Someone has put together the following scenario. What if you had an account at a bank that would credit your account each morning with $86,400? It would not carry over a balance to the next day because it deletes whatever part of the balance you didn’t use that day. I expect we all would try to draw out every cent before the sun set.
There is such a bank – it is called TIME. Each morning it gives you 86,400 seconds. Each night it writes off everything that you did not invest for a good purpose. It never carries a balance. It allows no overdraft. Each day it opens a new account for you.
You can’t borrow from yesterday’s account. You can’t put aside a little of that time for tomorrow’s account. You have to live on today’s deposits. That makes it awfully important to invest wisely how we spend every second.
We invest in a lot of scientific research on keeping time accurately. It was just released in April 2015, that we have a new atomic clock that is so accurate that it will not gain or lose one second in the next 15 billion years! Now that is accurate! No worry about correct time. The important thing is how well do we use our time, even if we might today be keeping it inaccurately.
I am not good with technology. Every six months we have to change our clocks involving Daylight Savings Time. I never can remember how to change the clock in my car. My brother George has the same challenge. He told me not to worry about it because he said, “John Ed, at least, your clock in your car will be accurate six months out of the year.”
How we use each second is oftentimes the difference in doing something significant, or missing out. Sometimes it is the difference in finishing first or second. Alabama is famous in the NASCAR world for the running of the Talladega 500. That is big in our state. Do you realize how close those races are? They drive those cars for 500 miles, and the difference in first and second place is less than one second.

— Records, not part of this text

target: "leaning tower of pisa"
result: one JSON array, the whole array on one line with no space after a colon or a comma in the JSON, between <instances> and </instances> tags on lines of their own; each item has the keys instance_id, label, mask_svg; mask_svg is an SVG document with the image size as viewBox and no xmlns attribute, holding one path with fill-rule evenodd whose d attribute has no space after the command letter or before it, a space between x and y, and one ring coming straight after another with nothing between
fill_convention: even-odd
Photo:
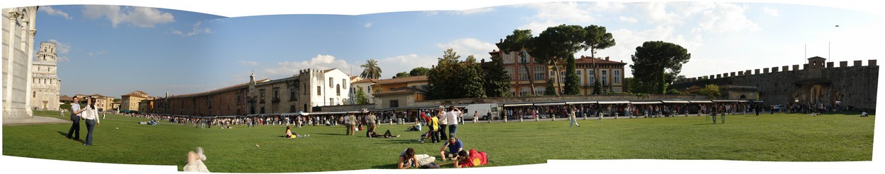
<instances>
[{"instance_id":1,"label":"leaning tower of pisa","mask_svg":"<svg viewBox=\"0 0 885 174\"><path fill-rule=\"evenodd\" d=\"M61 80L58 76L56 45L41 42L37 58L34 60L31 83L31 107L38 110L58 110Z\"/></svg>"}]
</instances>

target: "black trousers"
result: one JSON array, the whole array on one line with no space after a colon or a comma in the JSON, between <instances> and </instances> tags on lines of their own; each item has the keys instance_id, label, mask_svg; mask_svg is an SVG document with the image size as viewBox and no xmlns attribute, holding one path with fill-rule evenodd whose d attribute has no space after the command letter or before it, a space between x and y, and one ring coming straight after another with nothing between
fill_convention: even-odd
<instances>
[{"instance_id":1,"label":"black trousers","mask_svg":"<svg viewBox=\"0 0 885 174\"><path fill-rule=\"evenodd\" d=\"M79 118L73 120L73 124L71 125L71 128L67 131L67 139L71 139L71 136L73 136L73 139L80 140L80 119Z\"/></svg>"},{"instance_id":2,"label":"black trousers","mask_svg":"<svg viewBox=\"0 0 885 174\"><path fill-rule=\"evenodd\" d=\"M437 132L439 132L439 134L440 134L440 139L439 139L440 141L449 140L449 132L445 131L445 127L449 127L449 125L440 124L440 130L437 131Z\"/></svg>"}]
</instances>

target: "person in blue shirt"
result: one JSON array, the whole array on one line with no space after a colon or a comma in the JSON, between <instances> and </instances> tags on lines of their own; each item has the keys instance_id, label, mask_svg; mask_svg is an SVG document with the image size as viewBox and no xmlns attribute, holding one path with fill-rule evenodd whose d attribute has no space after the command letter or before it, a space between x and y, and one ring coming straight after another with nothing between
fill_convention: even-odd
<instances>
[{"instance_id":1,"label":"person in blue shirt","mask_svg":"<svg viewBox=\"0 0 885 174\"><path fill-rule=\"evenodd\" d=\"M449 148L446 151L445 149ZM458 157L458 152L464 150L464 143L461 143L460 140L455 137L450 137L449 141L445 141L445 144L440 148L440 156L442 157L442 161L446 161L446 157L455 159Z\"/></svg>"}]
</instances>

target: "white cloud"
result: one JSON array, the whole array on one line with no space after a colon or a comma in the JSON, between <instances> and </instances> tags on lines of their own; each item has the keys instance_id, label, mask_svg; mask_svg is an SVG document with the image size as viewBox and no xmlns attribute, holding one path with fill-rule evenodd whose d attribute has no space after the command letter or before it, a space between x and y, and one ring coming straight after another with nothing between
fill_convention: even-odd
<instances>
[{"instance_id":1,"label":"white cloud","mask_svg":"<svg viewBox=\"0 0 885 174\"><path fill-rule=\"evenodd\" d=\"M202 24L203 24L202 22L196 22L196 24L192 25L191 26L193 26L193 30L190 33L181 33L181 31L178 31L178 30L175 30L175 29L172 29L172 33L181 35L183 37L188 37L188 36L193 36L193 35L196 35L196 34L200 34L200 33L212 33L212 30L209 29L208 27L200 28L200 25Z\"/></svg>"},{"instance_id":2,"label":"white cloud","mask_svg":"<svg viewBox=\"0 0 885 174\"><path fill-rule=\"evenodd\" d=\"M640 14L643 15L650 24L675 25L682 24L679 20L676 13L668 12L666 2L650 2L637 4Z\"/></svg>"},{"instance_id":3,"label":"white cloud","mask_svg":"<svg viewBox=\"0 0 885 174\"><path fill-rule=\"evenodd\" d=\"M775 17L781 16L781 13L777 10L768 7L762 7L762 11L765 11L766 14L769 14Z\"/></svg>"},{"instance_id":4,"label":"white cloud","mask_svg":"<svg viewBox=\"0 0 885 174\"><path fill-rule=\"evenodd\" d=\"M240 65L253 66L254 67L254 66L261 65L261 63L258 63L258 62L254 62L254 61L240 61Z\"/></svg>"},{"instance_id":5,"label":"white cloud","mask_svg":"<svg viewBox=\"0 0 885 174\"><path fill-rule=\"evenodd\" d=\"M440 13L446 15L473 15L473 14L491 12L491 11L495 11L495 9L489 7L489 8L471 9L466 11L425 11L424 14L429 16L439 15Z\"/></svg>"},{"instance_id":6,"label":"white cloud","mask_svg":"<svg viewBox=\"0 0 885 174\"><path fill-rule=\"evenodd\" d=\"M560 23L587 23L593 22L592 6L588 4L569 3L543 3L529 4L537 10L535 16L530 17L535 20L549 20Z\"/></svg>"},{"instance_id":7,"label":"white cloud","mask_svg":"<svg viewBox=\"0 0 885 174\"><path fill-rule=\"evenodd\" d=\"M104 17L111 21L113 27L120 23L129 23L137 27L154 27L158 24L175 22L175 17L172 13L150 7L83 5L83 16L93 19Z\"/></svg>"},{"instance_id":8,"label":"white cloud","mask_svg":"<svg viewBox=\"0 0 885 174\"><path fill-rule=\"evenodd\" d=\"M636 23L636 18L634 18L620 16L619 18L622 22Z\"/></svg>"},{"instance_id":9,"label":"white cloud","mask_svg":"<svg viewBox=\"0 0 885 174\"><path fill-rule=\"evenodd\" d=\"M68 15L66 12L55 10L52 8L52 6L40 6L40 10L38 11L46 12L46 14L49 14L50 16L60 16L62 18L65 18L65 19L73 19L73 18L71 18L71 16Z\"/></svg>"},{"instance_id":10,"label":"white cloud","mask_svg":"<svg viewBox=\"0 0 885 174\"><path fill-rule=\"evenodd\" d=\"M480 40L473 38L458 39L444 44L438 43L436 44L436 47L439 47L443 51L452 48L458 53L458 55L461 55L462 58L466 58L467 55L473 54L477 61L483 58L489 58L490 56L489 52L491 52L493 49L497 49L497 47L495 46L495 44L482 42ZM440 53L440 54L442 54L442 52Z\"/></svg>"},{"instance_id":11,"label":"white cloud","mask_svg":"<svg viewBox=\"0 0 885 174\"><path fill-rule=\"evenodd\" d=\"M56 44L57 54L67 54L68 52L71 52L71 45L62 43L58 40L50 40L48 41Z\"/></svg>"},{"instance_id":12,"label":"white cloud","mask_svg":"<svg viewBox=\"0 0 885 174\"><path fill-rule=\"evenodd\" d=\"M442 54L442 52L440 52L439 57L441 57ZM467 57L466 55L463 55L461 54L458 54L461 55L462 60ZM381 78L390 78L391 76L396 75L396 73L409 72L414 68L424 67L430 69L433 65L436 64L436 58L437 57L435 56L419 56L415 54L398 55L378 60L378 67L381 68ZM360 64L363 62L365 62L365 61ZM359 68L358 66L359 65L357 65L357 68ZM358 70L357 68L354 68L353 69L354 76L358 76L363 71L362 69L358 69Z\"/></svg>"},{"instance_id":13,"label":"white cloud","mask_svg":"<svg viewBox=\"0 0 885 174\"><path fill-rule=\"evenodd\" d=\"M339 69L344 72L348 72L350 71L350 68L351 68L350 64L344 60L336 60L335 57L332 55L317 54L316 57L311 58L311 61L280 62L277 62L277 67L266 69L264 72L269 76L274 76L274 75L291 76L298 74L298 70L304 69Z\"/></svg>"},{"instance_id":14,"label":"white cloud","mask_svg":"<svg viewBox=\"0 0 885 174\"><path fill-rule=\"evenodd\" d=\"M694 32L713 33L756 32L762 30L758 24L747 18L743 14L746 7L731 4L717 4L712 9L704 11Z\"/></svg>"},{"instance_id":15,"label":"white cloud","mask_svg":"<svg viewBox=\"0 0 885 174\"><path fill-rule=\"evenodd\" d=\"M89 52L89 53L88 53L88 55L89 55L90 57L94 57L94 56L96 56L96 55L100 55L100 54L104 54L104 53L105 53L105 51L104 51L104 50L101 50L101 51L96 51L96 52Z\"/></svg>"}]
</instances>

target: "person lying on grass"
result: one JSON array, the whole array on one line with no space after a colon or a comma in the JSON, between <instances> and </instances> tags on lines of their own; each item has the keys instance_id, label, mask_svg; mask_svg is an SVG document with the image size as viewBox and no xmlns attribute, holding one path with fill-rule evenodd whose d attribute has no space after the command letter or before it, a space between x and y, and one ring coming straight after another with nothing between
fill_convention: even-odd
<instances>
[{"instance_id":1,"label":"person lying on grass","mask_svg":"<svg viewBox=\"0 0 885 174\"><path fill-rule=\"evenodd\" d=\"M440 165L434 163L436 157L427 154L416 155L414 149L408 148L402 153L399 153L399 162L396 163L396 169L409 169L410 167L438 169Z\"/></svg>"},{"instance_id":2,"label":"person lying on grass","mask_svg":"<svg viewBox=\"0 0 885 174\"><path fill-rule=\"evenodd\" d=\"M393 134L390 134L390 130L387 130L387 132L384 132L384 134L378 134L378 133L375 132L369 133L369 138L396 138L396 137L399 137L399 134L394 136Z\"/></svg>"},{"instance_id":3,"label":"person lying on grass","mask_svg":"<svg viewBox=\"0 0 885 174\"><path fill-rule=\"evenodd\" d=\"M458 160L451 162L455 168L475 167L489 163L489 156L486 152L477 152L476 149L461 150L458 152L458 156L455 159Z\"/></svg>"},{"instance_id":4,"label":"person lying on grass","mask_svg":"<svg viewBox=\"0 0 885 174\"><path fill-rule=\"evenodd\" d=\"M293 133L292 128L289 127L289 126L286 126L286 135L282 135L282 137L285 138L309 137L309 136L311 135L310 134L302 135L302 134L296 134L296 133Z\"/></svg>"}]
</instances>

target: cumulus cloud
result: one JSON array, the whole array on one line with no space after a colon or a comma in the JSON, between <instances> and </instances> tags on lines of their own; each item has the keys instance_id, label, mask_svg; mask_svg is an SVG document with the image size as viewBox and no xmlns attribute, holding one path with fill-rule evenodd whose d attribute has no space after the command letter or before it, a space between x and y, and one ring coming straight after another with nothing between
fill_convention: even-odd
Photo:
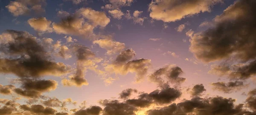
<instances>
[{"instance_id":1,"label":"cumulus cloud","mask_svg":"<svg viewBox=\"0 0 256 115\"><path fill-rule=\"evenodd\" d=\"M115 60L105 67L107 72L125 75L128 72L135 73L136 81L140 82L146 74L151 60L140 59L131 60L136 55L132 49L123 50L117 55Z\"/></svg>"},{"instance_id":2,"label":"cumulus cloud","mask_svg":"<svg viewBox=\"0 0 256 115\"><path fill-rule=\"evenodd\" d=\"M21 79L21 88L15 88L13 91L17 95L26 98L39 98L42 93L55 90L58 83L52 80Z\"/></svg>"},{"instance_id":3,"label":"cumulus cloud","mask_svg":"<svg viewBox=\"0 0 256 115\"><path fill-rule=\"evenodd\" d=\"M70 13L64 11L59 11L57 13L57 15L61 17L65 17L70 15Z\"/></svg>"},{"instance_id":4,"label":"cumulus cloud","mask_svg":"<svg viewBox=\"0 0 256 115\"><path fill-rule=\"evenodd\" d=\"M192 30L192 29L190 29L186 32L186 35L190 38L192 38L194 35L194 31Z\"/></svg>"},{"instance_id":5,"label":"cumulus cloud","mask_svg":"<svg viewBox=\"0 0 256 115\"><path fill-rule=\"evenodd\" d=\"M212 89L223 92L225 93L230 93L234 92L240 91L243 88L248 86L248 84L244 84L242 81L230 81L228 83L218 82L212 83L213 86Z\"/></svg>"},{"instance_id":6,"label":"cumulus cloud","mask_svg":"<svg viewBox=\"0 0 256 115\"><path fill-rule=\"evenodd\" d=\"M141 14L143 12L143 11L139 11L137 10L135 11L133 14L133 19L134 23L135 24L138 23L140 25L143 25L144 21L144 19L145 17L139 17Z\"/></svg>"},{"instance_id":7,"label":"cumulus cloud","mask_svg":"<svg viewBox=\"0 0 256 115\"><path fill-rule=\"evenodd\" d=\"M178 32L181 32L186 28L184 24L181 24L178 27L175 28L175 29Z\"/></svg>"},{"instance_id":8,"label":"cumulus cloud","mask_svg":"<svg viewBox=\"0 0 256 115\"><path fill-rule=\"evenodd\" d=\"M15 86L12 85L3 86L0 84L0 94L4 95L10 95L14 88L15 88Z\"/></svg>"},{"instance_id":9,"label":"cumulus cloud","mask_svg":"<svg viewBox=\"0 0 256 115\"><path fill-rule=\"evenodd\" d=\"M115 41L111 39L105 38L96 40L93 42L94 44L99 45L99 47L107 50L107 54L111 55L120 52L125 48L124 43Z\"/></svg>"},{"instance_id":10,"label":"cumulus cloud","mask_svg":"<svg viewBox=\"0 0 256 115\"><path fill-rule=\"evenodd\" d=\"M253 60L248 64L239 63L231 66L228 65L211 66L209 73L220 76L225 76L231 80L244 80L254 76L256 61Z\"/></svg>"},{"instance_id":11,"label":"cumulus cloud","mask_svg":"<svg viewBox=\"0 0 256 115\"><path fill-rule=\"evenodd\" d=\"M7 30L2 34L0 72L13 74L20 78L38 78L44 75L59 76L69 72L70 67L51 60L51 56L26 32ZM8 58L9 57L9 58Z\"/></svg>"},{"instance_id":12,"label":"cumulus cloud","mask_svg":"<svg viewBox=\"0 0 256 115\"><path fill-rule=\"evenodd\" d=\"M183 73L180 68L175 65L169 65L154 71L149 76L149 80L160 86L165 84L164 78L168 82L180 83L185 81L186 78L180 77ZM164 78L162 77L164 77Z\"/></svg>"},{"instance_id":13,"label":"cumulus cloud","mask_svg":"<svg viewBox=\"0 0 256 115\"><path fill-rule=\"evenodd\" d=\"M51 27L51 21L47 20L45 17L38 18L32 18L28 20L28 23L35 30L40 32L52 32L52 29Z\"/></svg>"},{"instance_id":14,"label":"cumulus cloud","mask_svg":"<svg viewBox=\"0 0 256 115\"><path fill-rule=\"evenodd\" d=\"M109 9L119 8L125 6L130 6L131 3L134 1L134 0L109 0L110 4L107 4L102 8Z\"/></svg>"},{"instance_id":15,"label":"cumulus cloud","mask_svg":"<svg viewBox=\"0 0 256 115\"><path fill-rule=\"evenodd\" d=\"M196 33L190 51L198 59L208 63L232 57L243 61L253 60L256 20L254 0L238 0L215 17L213 27Z\"/></svg>"},{"instance_id":16,"label":"cumulus cloud","mask_svg":"<svg viewBox=\"0 0 256 115\"><path fill-rule=\"evenodd\" d=\"M62 45L60 46L60 50L58 54L63 58L67 59L72 57L70 54L70 50L69 48L65 45Z\"/></svg>"},{"instance_id":17,"label":"cumulus cloud","mask_svg":"<svg viewBox=\"0 0 256 115\"><path fill-rule=\"evenodd\" d=\"M122 91L119 95L120 98L122 99L126 99L129 98L131 95L132 92L137 93L138 92L136 89L127 89Z\"/></svg>"},{"instance_id":18,"label":"cumulus cloud","mask_svg":"<svg viewBox=\"0 0 256 115\"><path fill-rule=\"evenodd\" d=\"M197 115L252 115L251 112L243 109L243 104L234 104L235 99L221 97L201 98L195 97L185 100L177 104L156 108L147 112L147 115L186 115L196 113ZM223 107L225 106L225 109Z\"/></svg>"},{"instance_id":19,"label":"cumulus cloud","mask_svg":"<svg viewBox=\"0 0 256 115\"><path fill-rule=\"evenodd\" d=\"M102 109L99 106L93 106L85 109L80 109L76 112L75 115L99 115L102 111Z\"/></svg>"},{"instance_id":20,"label":"cumulus cloud","mask_svg":"<svg viewBox=\"0 0 256 115\"><path fill-rule=\"evenodd\" d=\"M189 23L188 22L184 24L180 24L179 26L175 28L175 29L177 31L177 32L181 32L185 29L185 28L186 28L186 26L189 24Z\"/></svg>"},{"instance_id":21,"label":"cumulus cloud","mask_svg":"<svg viewBox=\"0 0 256 115\"><path fill-rule=\"evenodd\" d=\"M131 13L130 10L127 10L126 13L125 14L125 17L128 20L131 19Z\"/></svg>"},{"instance_id":22,"label":"cumulus cloud","mask_svg":"<svg viewBox=\"0 0 256 115\"><path fill-rule=\"evenodd\" d=\"M149 38L150 40L151 40L151 41L159 41L161 40L161 39L162 39L162 38Z\"/></svg>"},{"instance_id":23,"label":"cumulus cloud","mask_svg":"<svg viewBox=\"0 0 256 115\"><path fill-rule=\"evenodd\" d=\"M122 12L122 11L120 9L114 9L113 10L108 11L108 13L113 17L114 18L120 20L122 19L122 16L124 15L124 13Z\"/></svg>"},{"instance_id":24,"label":"cumulus cloud","mask_svg":"<svg viewBox=\"0 0 256 115\"><path fill-rule=\"evenodd\" d=\"M148 10L150 16L165 22L175 22L186 17L206 12L221 0L152 0Z\"/></svg>"},{"instance_id":25,"label":"cumulus cloud","mask_svg":"<svg viewBox=\"0 0 256 115\"><path fill-rule=\"evenodd\" d=\"M250 91L245 101L247 106L256 112L256 89Z\"/></svg>"},{"instance_id":26,"label":"cumulus cloud","mask_svg":"<svg viewBox=\"0 0 256 115\"><path fill-rule=\"evenodd\" d=\"M200 96L202 95L203 92L206 91L206 89L204 88L204 86L203 84L197 84L193 87L190 94L192 96Z\"/></svg>"},{"instance_id":27,"label":"cumulus cloud","mask_svg":"<svg viewBox=\"0 0 256 115\"><path fill-rule=\"evenodd\" d=\"M27 14L32 12L38 14L45 12L44 7L46 4L45 0L23 0L11 1L6 7L14 16Z\"/></svg>"},{"instance_id":28,"label":"cumulus cloud","mask_svg":"<svg viewBox=\"0 0 256 115\"><path fill-rule=\"evenodd\" d=\"M54 23L52 26L58 34L88 37L93 34L95 28L104 27L110 22L110 19L104 12L82 8L73 15L63 19L59 23Z\"/></svg>"},{"instance_id":29,"label":"cumulus cloud","mask_svg":"<svg viewBox=\"0 0 256 115\"><path fill-rule=\"evenodd\" d=\"M71 1L74 4L79 4L84 1L86 2L87 0L64 0L64 1Z\"/></svg>"}]
</instances>

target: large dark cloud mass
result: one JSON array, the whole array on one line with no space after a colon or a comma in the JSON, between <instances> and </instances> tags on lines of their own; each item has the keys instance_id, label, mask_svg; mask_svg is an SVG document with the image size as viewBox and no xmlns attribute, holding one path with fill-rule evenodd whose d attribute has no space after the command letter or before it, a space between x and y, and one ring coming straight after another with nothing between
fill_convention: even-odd
<instances>
[{"instance_id":1,"label":"large dark cloud mass","mask_svg":"<svg viewBox=\"0 0 256 115\"><path fill-rule=\"evenodd\" d=\"M82 1L84 3L94 2L64 1L69 0L76 4ZM186 80L182 76L185 69L175 64L163 66L148 75L151 66L151 60L135 59L137 55L134 49L125 49L125 43L112 39L112 35L102 34L109 32L104 30L104 28L109 28L107 26L109 23L111 27L115 25L110 23L109 17L111 15L105 13L108 12L107 10L112 10L108 11L109 12L117 11L123 14L122 7L129 6L137 0L105 1L110 4L102 7L102 11L81 8L72 14L62 11L61 8L61 11L57 11L60 15L63 14L65 16L57 23L52 23L45 17L31 18L28 20L28 24L37 32L42 32L39 34L38 37L25 31L13 30L7 30L0 34L0 74L11 74L17 77L10 77L11 84L6 84L6 83L0 84L0 96L8 98L0 98L0 115L256 115L256 89L249 91L247 95L246 92L243 93L241 96L247 97L244 101L239 101L242 102L239 103L231 98L204 95L206 89L203 84L195 84L187 89L189 89L186 91L187 92L183 92L185 86L181 85ZM153 0L148 2L148 11L152 19L165 22L164 26L166 29L165 27L168 26L166 23L180 20L201 12L210 12L213 5L223 1ZM31 12L37 14L44 12L46 5L45 0L15 0L11 1L6 8L17 17ZM60 7L62 8L61 6L63 5L60 4ZM255 6L256 0L237 0L214 19L210 28L204 32L188 34L191 37L189 50L197 59L205 63L222 62L219 65L212 65L208 73L226 77L230 80L228 82L212 83L214 90L224 93L240 91L249 87L249 84L246 83L247 83L246 80L256 75ZM0 10L2 12L2 9ZM74 11L70 9L71 10ZM130 10L127 11L130 14ZM138 16L142 12L136 11L133 16L139 19ZM111 13L112 16L113 14ZM126 17L128 17L128 14L125 14ZM130 16L129 18L131 18ZM144 20L147 18L143 19ZM153 20L151 20L152 23ZM116 26L121 29L120 25ZM105 49L107 53L104 56L98 54L102 51L100 50L95 51L95 53L93 51L97 49L93 46L87 47L79 44L76 39L73 39L70 36L62 37L66 39L66 43L62 43L61 40L58 40L54 41L56 43L54 44L52 38L40 38L49 34L44 34L44 32L53 32L57 34L90 37L90 40L93 40L91 41L93 44ZM118 52L120 53L116 54ZM113 56L116 54L116 55ZM102 56L102 58L96 57L98 55ZM60 60L71 58L68 60L70 62L75 62L74 68L56 62L55 59L59 59L57 57L63 58ZM186 60L188 60L188 59ZM74 61L72 62L71 60ZM102 62L101 65L97 64L100 62ZM100 70L101 69L104 70ZM87 105L84 101L77 106L77 102L69 97L63 99L46 95L47 92L59 86L57 81L47 79L48 77L61 77L61 83L64 86L81 87L89 84L85 77L87 70L99 75L104 82L109 84L116 79L113 76L108 75L134 73L136 83L133 83L141 82L147 76L150 81L156 83L157 89L151 89L152 87L148 86L139 88L150 90L149 91L140 91L134 89L140 85L131 83L129 85L132 85L132 88L123 89L115 98L101 98L98 101L99 105ZM94 75L88 74L88 75ZM97 84L99 85L96 86L104 85L103 81L92 81L92 83L102 83ZM125 82L119 83L126 83ZM146 85L151 85L150 83L145 83ZM114 86L121 85L123 87L126 85L116 83ZM94 86L91 87L95 88ZM61 95L64 96L61 96L61 98L66 96L78 96L73 95L72 92L75 91L73 89L66 90L65 88L67 87L62 87L60 88L61 90L58 91L70 94ZM107 89L98 87L95 89L95 91L89 92L84 90L84 92L78 95L82 97L83 95L90 95L90 93ZM113 89L113 92L116 92L116 89ZM112 91L109 91L109 95L106 96L112 96ZM105 95L102 92L95 93ZM53 94L55 94L50 93L49 95ZM95 95L93 99L102 97L100 96ZM245 98L246 97L244 97ZM91 102L89 104L91 104Z\"/></svg>"},{"instance_id":2,"label":"large dark cloud mass","mask_svg":"<svg viewBox=\"0 0 256 115\"><path fill-rule=\"evenodd\" d=\"M166 83L164 78L171 83L180 83L185 81L186 78L180 77L183 73L180 68L175 65L169 65L155 71L149 75L149 80L162 85ZM164 77L163 78L162 77Z\"/></svg>"},{"instance_id":3,"label":"large dark cloud mass","mask_svg":"<svg viewBox=\"0 0 256 115\"><path fill-rule=\"evenodd\" d=\"M0 72L20 78L60 76L69 72L68 66L52 59L37 38L27 32L7 30L0 37Z\"/></svg>"},{"instance_id":4,"label":"large dark cloud mass","mask_svg":"<svg viewBox=\"0 0 256 115\"><path fill-rule=\"evenodd\" d=\"M233 57L242 61L255 59L256 1L239 0L215 20L215 26L195 34L190 51L205 62Z\"/></svg>"},{"instance_id":5,"label":"large dark cloud mass","mask_svg":"<svg viewBox=\"0 0 256 115\"><path fill-rule=\"evenodd\" d=\"M230 60L227 64L212 65L209 73L231 80L245 80L255 75L256 5L253 0L236 1L215 17L212 27L192 37L190 50L198 59L205 63ZM225 93L245 87L236 81L212 85Z\"/></svg>"}]
</instances>

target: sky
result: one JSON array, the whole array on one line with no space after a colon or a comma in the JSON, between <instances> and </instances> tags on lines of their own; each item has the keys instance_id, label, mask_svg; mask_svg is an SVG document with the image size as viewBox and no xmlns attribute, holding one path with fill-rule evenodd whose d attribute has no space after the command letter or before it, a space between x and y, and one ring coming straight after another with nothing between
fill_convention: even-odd
<instances>
[{"instance_id":1,"label":"sky","mask_svg":"<svg viewBox=\"0 0 256 115\"><path fill-rule=\"evenodd\" d=\"M256 115L255 5L0 0L0 115Z\"/></svg>"}]
</instances>

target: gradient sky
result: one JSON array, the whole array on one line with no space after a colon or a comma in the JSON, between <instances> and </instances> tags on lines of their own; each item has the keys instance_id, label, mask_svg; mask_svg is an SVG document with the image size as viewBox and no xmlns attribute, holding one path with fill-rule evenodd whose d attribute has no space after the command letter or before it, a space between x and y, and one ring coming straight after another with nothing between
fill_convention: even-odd
<instances>
[{"instance_id":1,"label":"gradient sky","mask_svg":"<svg viewBox=\"0 0 256 115\"><path fill-rule=\"evenodd\" d=\"M126 115L108 113L104 109L108 106L101 104L99 101L125 102L119 94L125 89L136 89L138 93L133 92L130 97L136 98L140 94L139 92L150 93L157 89L163 90L163 86L169 84L182 93L175 101L160 104L154 101L156 105L139 108L136 114L127 115L160 115L150 114L146 111L174 102L180 103L183 99L201 96L209 100L209 97L217 95L235 99L234 104L245 104L243 109L255 111L256 107L251 107L246 101L251 96L246 94L255 88L256 83L254 5L256 2L253 0L0 0L0 89L10 91L0 92L0 101L15 100L30 107L41 104L69 114L55 112L57 115L99 115L70 111L74 108L87 110L85 108L92 105L103 109L100 115ZM42 56L41 59L54 64L62 62L70 68L57 75L56 72L59 72L55 71L60 68L55 70L50 67L52 70L47 70L39 66L35 74L29 73L37 68L34 70L35 66L32 65L23 66L22 58L28 55L30 60L34 56L23 51L29 48L17 51L27 46L18 46L21 41L13 40L17 34L23 39L33 40L45 49L45 54L37 52L37 49L31 51ZM9 38L12 35L12 38ZM47 38L49 43L46 40ZM58 44L58 41L61 42ZM17 51L10 49L13 42L17 45ZM66 49L62 49L64 47ZM46 58L48 56L50 58ZM146 62L139 62L141 59ZM20 65L6 61L15 59ZM129 63L134 65L128 66ZM25 66L28 66L23 68ZM165 67L170 69L161 70L162 74L156 73ZM181 71L174 69L177 68ZM78 70L84 75L80 73L72 76L79 74ZM72 76L74 79L70 78ZM162 79L164 83L151 80L151 76ZM136 80L139 77L142 78ZM180 78L186 80L179 81L177 79ZM76 78L80 79L74 80ZM50 80L58 83L56 87L37 86L37 81L52 81ZM81 80L86 81L79 84ZM34 82L35 86L26 87L29 80ZM206 90L201 89L193 95L193 92L200 89L193 86L201 84ZM7 86L10 84L15 87ZM37 91L39 89L34 89L36 86L46 89ZM47 98L22 95L17 92L17 89L34 90ZM18 97L20 98L14 99ZM71 98L77 104L67 104L68 110L65 111L40 101L53 98L61 103ZM33 99L39 101L26 102ZM84 101L87 108L79 106ZM6 104L1 103L2 106ZM0 115L26 115L25 110L20 109L12 110L13 114L2 113L1 110L6 111L3 107L0 109ZM18 106L12 107L20 108ZM24 114L17 114L18 112ZM52 115L28 112L31 112L29 115ZM160 115L169 115L163 114Z\"/></svg>"}]
</instances>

In 2011, the margin of victory for Jimmie Johnson at Talladega was .002 seconds. Now a second is very short. This is not a tenth of a second, nor a hundredth of a second, but one thousandth of a second. That is a close margin.
In 2010, Kevin Harvick finished first by a margin of .011. That is less than a tenth of a second. In 2002, Dale Earnhardt, Jr. won in .060.
Time is valuable. You have as much time today as anybody else. Don’t waste it or use it unwisely today. Time is a real treasure you have. Yesterday is history. Tomorrow is a mystery. Today is a gift. That is why it is called “the Present.”
Some phrases we use are “killing time” – “spending time” – “passing time.” I think the best phrase could be “investing time.” Ephesians 5:15 says, “Be careful how you live, not as unwise people but as wise making the most of time.”
What time is it? It’s time to be wise with our time!